The transaction is illustrative of deals involving the state Department of Environmental Protection (DEP), which have long rankled lawmakers, environmentalists and state auditors. In fact, an audit by the Office of Legislative Services (OLS) found that half of the leases negotiated by the DEP could not be validated for fair market value.
Seeking to ensure the state is properly compensated for public lands it leases to the private sector, the Senate Environment and Energy Committee yesterday began debating a bill (S-2467) to require the value of a land in conveyance with the private sector to be determined by the financial return of the intended use or the “revenue generation potential” of the land.
In the Pipeline
The bill was drafted in response to a land conveyance endorsed earlier this year by the Statehouse Commission involving a pipeline expansion proposed by the Tennessee Gas Pipeline Co. Despite protests from conservationists, the commission approved a slightly revamped lease allowing the pipeline company to build a 23-mile natural gas pipeline through two state parks and a wildlife management area in the heart of the Highlands, the source of drinking water for 5 million people.
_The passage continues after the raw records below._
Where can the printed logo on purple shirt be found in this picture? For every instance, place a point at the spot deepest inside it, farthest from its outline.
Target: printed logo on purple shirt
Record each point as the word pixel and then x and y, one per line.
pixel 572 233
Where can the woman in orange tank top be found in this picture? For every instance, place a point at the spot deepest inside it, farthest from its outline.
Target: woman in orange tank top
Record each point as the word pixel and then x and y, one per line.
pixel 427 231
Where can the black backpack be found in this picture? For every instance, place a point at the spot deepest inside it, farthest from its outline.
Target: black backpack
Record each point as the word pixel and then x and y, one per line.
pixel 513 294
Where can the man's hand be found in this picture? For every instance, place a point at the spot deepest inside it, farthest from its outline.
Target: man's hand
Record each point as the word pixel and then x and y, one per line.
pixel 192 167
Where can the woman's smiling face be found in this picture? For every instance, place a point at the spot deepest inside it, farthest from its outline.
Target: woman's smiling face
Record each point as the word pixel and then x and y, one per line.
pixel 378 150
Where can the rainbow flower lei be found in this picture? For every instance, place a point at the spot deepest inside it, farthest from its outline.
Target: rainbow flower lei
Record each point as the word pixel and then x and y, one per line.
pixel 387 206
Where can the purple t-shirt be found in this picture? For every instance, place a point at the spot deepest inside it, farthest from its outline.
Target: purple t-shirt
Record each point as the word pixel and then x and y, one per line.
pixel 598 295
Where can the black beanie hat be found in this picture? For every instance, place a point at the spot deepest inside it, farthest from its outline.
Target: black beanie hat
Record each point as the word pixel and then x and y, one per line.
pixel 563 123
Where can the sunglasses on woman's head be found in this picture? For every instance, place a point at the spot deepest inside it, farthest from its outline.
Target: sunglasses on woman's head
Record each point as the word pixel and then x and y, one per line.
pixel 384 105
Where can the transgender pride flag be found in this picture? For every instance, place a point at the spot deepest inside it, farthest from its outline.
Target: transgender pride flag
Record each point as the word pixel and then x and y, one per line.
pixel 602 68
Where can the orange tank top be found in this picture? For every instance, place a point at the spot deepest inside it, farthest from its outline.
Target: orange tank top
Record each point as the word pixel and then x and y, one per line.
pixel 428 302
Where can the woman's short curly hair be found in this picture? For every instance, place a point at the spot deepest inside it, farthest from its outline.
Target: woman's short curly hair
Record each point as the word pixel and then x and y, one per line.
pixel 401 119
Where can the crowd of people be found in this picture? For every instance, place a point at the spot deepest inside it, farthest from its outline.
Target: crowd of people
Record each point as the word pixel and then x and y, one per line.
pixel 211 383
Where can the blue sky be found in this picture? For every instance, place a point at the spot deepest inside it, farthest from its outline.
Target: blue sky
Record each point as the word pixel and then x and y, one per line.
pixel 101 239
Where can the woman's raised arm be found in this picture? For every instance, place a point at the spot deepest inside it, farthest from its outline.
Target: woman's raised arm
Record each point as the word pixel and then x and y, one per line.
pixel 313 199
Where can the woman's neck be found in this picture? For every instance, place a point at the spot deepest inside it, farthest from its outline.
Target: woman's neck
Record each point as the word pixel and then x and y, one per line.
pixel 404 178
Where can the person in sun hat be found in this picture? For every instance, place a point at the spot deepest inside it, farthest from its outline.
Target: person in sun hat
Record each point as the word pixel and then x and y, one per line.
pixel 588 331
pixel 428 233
Two state senators, who are were part of the commission, sponsored the bill taken up yesterday. One of them, Sen. Bob Smith (D-Middlesex), the chairman of the committee, said at the outset the state is potentially losing tens of millions of dollars, if not more, by not looking at future uses of conveyed land. “The question is whether the state is being fairly compensated,” said Smith, who voted against the pipeline deal.
Smith held the bill at the request of the DEP, which has created its own panel to overhaul the leasing of public lands. David Glass, deputy chief of staff for the agency, said the report is expected to be completed within three months, if not sooner.
“It’s on our radar and it is something we are actively working on,’’ Glass told the committee.
Smith said he would hold the bill until the committee’s March 10th meeting, but urged the DEP to come forward with any recommendations it has for changing the leasing process by then.
Others, however, urged the committee to move forward. “In all deference to the DEP, it has been part of the problem for a long time,” said Jeff Tittel, executive director of the Sierra Club of New Jersey. “I wouldn’t wait for their report,” he said.
Beyond not fairly compensating the state, the fact that the state does not charge companies more to lease public land leads the private sector to target public lands instead of seeking rights-of-way through private property, Tittel said.
“These lands were purchased by the public, for the public. The current system is broken and violates the public trust,” Tittel added. “This bill will improve the system and go a long way to restore the public trust and protect our critical open space.”
Sen. Jennifer Beck (R-Monmouth) expressed some reservations about the bill, saying if the state’s negotiations turned out to be too cost-prohibitive, it might lead some pipeline companies and utilities to defer undertaking needed projects.